Parmi les différentes activités qu’elle a menées, O’Hanley a emmené un groupe d’élèves dans un voyage mémorable à Ottawa pour assister à la présentation du budget fédéral, après avoir reçu une invitation de CIVIX.

« C’était vraiment quelque chose, parce que certains de nos élèves n’étaient jamais sortis de Lachute, donc d’aller à Ottawa était énorme », raconte-t-elle. « Ils ont été impressionnés par les politiciens. Justin Trudeau y était, et de le voir en personne, c’était vraiment quelque chose. C’est à ce moment-là que nous avons fait de l’histoire et que nous avons parlé de Pierre Elliott Trudeau, puis de la façon dont son fils a pris la relève. C’était significatif pour eux. »
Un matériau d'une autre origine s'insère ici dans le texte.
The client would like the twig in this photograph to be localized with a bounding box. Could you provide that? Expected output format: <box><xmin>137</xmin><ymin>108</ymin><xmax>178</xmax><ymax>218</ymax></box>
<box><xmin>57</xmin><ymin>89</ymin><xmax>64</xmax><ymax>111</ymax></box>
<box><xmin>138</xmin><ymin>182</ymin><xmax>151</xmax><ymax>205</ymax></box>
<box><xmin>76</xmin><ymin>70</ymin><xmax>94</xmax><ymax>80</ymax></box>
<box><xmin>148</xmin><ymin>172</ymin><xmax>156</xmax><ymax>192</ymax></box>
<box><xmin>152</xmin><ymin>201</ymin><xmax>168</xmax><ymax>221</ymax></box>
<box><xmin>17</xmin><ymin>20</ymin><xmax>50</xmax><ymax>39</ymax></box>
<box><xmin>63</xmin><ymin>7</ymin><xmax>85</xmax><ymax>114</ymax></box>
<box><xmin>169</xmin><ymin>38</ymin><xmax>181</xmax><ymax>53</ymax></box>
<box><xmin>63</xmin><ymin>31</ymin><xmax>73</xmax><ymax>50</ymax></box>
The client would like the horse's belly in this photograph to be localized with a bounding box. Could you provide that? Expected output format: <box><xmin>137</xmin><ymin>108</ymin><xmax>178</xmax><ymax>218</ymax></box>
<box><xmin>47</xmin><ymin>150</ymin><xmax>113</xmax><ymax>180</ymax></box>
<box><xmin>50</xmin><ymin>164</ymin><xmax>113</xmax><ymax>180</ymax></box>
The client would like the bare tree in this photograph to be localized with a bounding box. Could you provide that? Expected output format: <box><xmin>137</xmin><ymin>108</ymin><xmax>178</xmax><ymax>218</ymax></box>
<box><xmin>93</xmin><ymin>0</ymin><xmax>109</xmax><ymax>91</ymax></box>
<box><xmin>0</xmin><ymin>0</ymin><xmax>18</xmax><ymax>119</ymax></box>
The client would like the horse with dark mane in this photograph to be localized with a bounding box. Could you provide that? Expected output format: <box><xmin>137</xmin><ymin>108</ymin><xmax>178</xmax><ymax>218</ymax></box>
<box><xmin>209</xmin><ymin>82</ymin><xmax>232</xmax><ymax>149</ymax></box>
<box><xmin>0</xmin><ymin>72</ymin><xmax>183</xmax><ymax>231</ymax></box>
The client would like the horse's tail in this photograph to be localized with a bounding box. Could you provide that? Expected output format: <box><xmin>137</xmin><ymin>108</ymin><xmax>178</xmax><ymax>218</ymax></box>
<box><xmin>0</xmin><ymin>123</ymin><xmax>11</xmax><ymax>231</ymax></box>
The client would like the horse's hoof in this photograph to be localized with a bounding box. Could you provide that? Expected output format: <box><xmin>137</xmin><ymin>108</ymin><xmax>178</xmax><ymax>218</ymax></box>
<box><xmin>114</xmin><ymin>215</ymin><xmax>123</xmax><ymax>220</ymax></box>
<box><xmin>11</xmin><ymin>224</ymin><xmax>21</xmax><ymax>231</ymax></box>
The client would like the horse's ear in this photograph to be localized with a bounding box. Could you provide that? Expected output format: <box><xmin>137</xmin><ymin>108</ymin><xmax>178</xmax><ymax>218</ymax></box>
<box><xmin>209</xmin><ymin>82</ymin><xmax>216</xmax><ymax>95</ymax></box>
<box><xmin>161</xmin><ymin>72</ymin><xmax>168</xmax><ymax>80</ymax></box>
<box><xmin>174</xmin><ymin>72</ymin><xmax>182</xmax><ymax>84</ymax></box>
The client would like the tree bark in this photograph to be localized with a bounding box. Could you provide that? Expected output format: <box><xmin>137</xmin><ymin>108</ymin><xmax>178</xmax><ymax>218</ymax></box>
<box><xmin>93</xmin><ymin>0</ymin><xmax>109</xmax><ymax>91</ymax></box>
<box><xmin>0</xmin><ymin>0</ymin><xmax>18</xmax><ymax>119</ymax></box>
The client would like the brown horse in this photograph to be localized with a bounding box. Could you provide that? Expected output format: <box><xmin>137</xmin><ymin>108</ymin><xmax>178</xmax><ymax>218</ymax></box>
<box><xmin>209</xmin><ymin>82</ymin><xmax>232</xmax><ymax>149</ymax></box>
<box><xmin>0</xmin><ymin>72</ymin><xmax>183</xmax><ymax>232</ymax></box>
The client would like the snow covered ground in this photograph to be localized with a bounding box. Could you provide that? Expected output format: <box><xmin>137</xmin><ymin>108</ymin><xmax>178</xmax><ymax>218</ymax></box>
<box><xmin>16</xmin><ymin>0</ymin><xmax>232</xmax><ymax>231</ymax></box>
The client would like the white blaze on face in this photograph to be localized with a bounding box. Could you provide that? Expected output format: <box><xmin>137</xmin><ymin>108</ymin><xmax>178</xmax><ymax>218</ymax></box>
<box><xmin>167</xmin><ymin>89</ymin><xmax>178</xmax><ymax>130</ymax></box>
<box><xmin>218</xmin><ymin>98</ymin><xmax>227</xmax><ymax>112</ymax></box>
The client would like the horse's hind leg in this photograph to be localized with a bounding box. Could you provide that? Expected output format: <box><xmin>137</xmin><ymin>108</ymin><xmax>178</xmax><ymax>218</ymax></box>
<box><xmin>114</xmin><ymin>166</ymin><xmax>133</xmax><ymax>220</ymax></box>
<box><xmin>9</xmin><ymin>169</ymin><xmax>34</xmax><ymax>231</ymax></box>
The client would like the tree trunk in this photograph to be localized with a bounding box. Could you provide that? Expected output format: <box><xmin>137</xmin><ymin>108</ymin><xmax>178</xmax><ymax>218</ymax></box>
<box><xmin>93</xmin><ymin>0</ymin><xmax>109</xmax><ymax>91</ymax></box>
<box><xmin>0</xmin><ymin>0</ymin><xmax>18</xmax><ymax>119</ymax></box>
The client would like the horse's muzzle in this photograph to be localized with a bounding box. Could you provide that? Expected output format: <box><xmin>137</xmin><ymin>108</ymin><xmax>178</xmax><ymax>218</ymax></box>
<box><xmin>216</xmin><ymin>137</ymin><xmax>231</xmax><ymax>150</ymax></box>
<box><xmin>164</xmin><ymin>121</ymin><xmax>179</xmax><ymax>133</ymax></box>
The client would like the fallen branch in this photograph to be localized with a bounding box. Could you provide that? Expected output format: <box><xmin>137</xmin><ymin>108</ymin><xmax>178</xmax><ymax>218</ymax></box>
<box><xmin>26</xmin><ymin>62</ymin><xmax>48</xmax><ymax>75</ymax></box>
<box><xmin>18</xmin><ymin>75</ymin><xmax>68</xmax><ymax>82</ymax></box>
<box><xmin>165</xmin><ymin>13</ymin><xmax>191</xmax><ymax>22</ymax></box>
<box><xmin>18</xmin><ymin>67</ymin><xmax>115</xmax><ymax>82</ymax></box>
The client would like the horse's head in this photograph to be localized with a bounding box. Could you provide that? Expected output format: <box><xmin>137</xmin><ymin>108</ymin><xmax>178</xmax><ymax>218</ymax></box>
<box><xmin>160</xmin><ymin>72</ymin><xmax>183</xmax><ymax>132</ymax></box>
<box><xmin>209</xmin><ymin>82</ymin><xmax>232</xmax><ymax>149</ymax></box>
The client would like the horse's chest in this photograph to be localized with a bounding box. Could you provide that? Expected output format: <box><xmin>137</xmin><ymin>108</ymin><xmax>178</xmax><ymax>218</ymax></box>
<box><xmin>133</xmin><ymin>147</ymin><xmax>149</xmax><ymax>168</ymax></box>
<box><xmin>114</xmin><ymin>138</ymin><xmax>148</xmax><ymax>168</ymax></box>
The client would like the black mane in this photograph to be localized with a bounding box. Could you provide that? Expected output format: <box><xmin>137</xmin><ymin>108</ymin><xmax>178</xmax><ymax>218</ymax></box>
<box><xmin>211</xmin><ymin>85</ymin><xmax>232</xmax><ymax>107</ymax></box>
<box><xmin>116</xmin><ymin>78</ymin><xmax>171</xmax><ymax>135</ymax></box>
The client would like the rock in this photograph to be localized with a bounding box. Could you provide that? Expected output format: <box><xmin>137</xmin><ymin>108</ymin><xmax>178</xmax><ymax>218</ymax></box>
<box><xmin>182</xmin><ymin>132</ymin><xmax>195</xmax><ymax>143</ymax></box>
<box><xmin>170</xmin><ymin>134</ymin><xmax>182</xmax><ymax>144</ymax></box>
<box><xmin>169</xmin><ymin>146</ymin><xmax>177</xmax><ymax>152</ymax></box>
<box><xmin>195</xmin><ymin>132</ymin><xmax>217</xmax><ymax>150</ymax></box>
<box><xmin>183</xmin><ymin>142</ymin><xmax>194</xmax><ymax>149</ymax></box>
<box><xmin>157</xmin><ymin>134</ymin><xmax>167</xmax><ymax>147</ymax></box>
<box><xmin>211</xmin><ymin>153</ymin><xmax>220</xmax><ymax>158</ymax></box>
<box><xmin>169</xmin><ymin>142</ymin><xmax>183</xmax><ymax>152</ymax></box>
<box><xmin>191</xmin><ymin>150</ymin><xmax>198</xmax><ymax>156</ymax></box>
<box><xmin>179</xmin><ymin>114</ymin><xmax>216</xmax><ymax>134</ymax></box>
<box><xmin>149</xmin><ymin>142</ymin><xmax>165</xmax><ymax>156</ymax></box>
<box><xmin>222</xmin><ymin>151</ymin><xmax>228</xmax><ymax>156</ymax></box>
O’Hanley, qui utilise les programmes de CIVIX depuis 2012, considère que les programmes d’éducation civique sont essentiels pour inciter les élèves à devenir des citoyen.ne.s.

« Ils donnent une voix aux élèves qui se demandent peut-être “Pourquoi devrais-je voter? Quelle différence cela fait?”, mais j’en reviens toujours à leur rappeler que les actions d’une seule personne peuvent changer la vie des autres », dit-elle. « Ils ne réalisent pas la différence qu’une seule personne peut faire. J’essaie de leur inculquer qu’ils peuvent se rendre sur le terrain et créer le monde qu’ils souhaitent. »

En Bref

NOM: Charlene O'Hanley

LIEU: Lachute, Quebec

ANNÉES SCOLAIRES ENSEIGNÉES: Éducation secondaire et formation des adultes

MATIÈRES ENSEIGNÉES: Anglais langue seconde

NOMBRE D'ANNÉES D'ENSEIGNEMENT: 30

NOMBRE D'ANNÉES IMPLIQUÉES AUPRÈS DE CIVIX: 12

PROGRAMMES DE CIVIX MIS EN ŒUVRE: Vote étudiant, Consultations budgétaires auprès des élèves et Salut l’élu.e

MOTIVATION PRINCIPALE: « Contribuer à créer un monde meilleur et plus inclusif. Je veux que les gens soient meilleurs et fassent mieux, parce que nous sommes égaux. Personne n’est meilleur qu’un autre. »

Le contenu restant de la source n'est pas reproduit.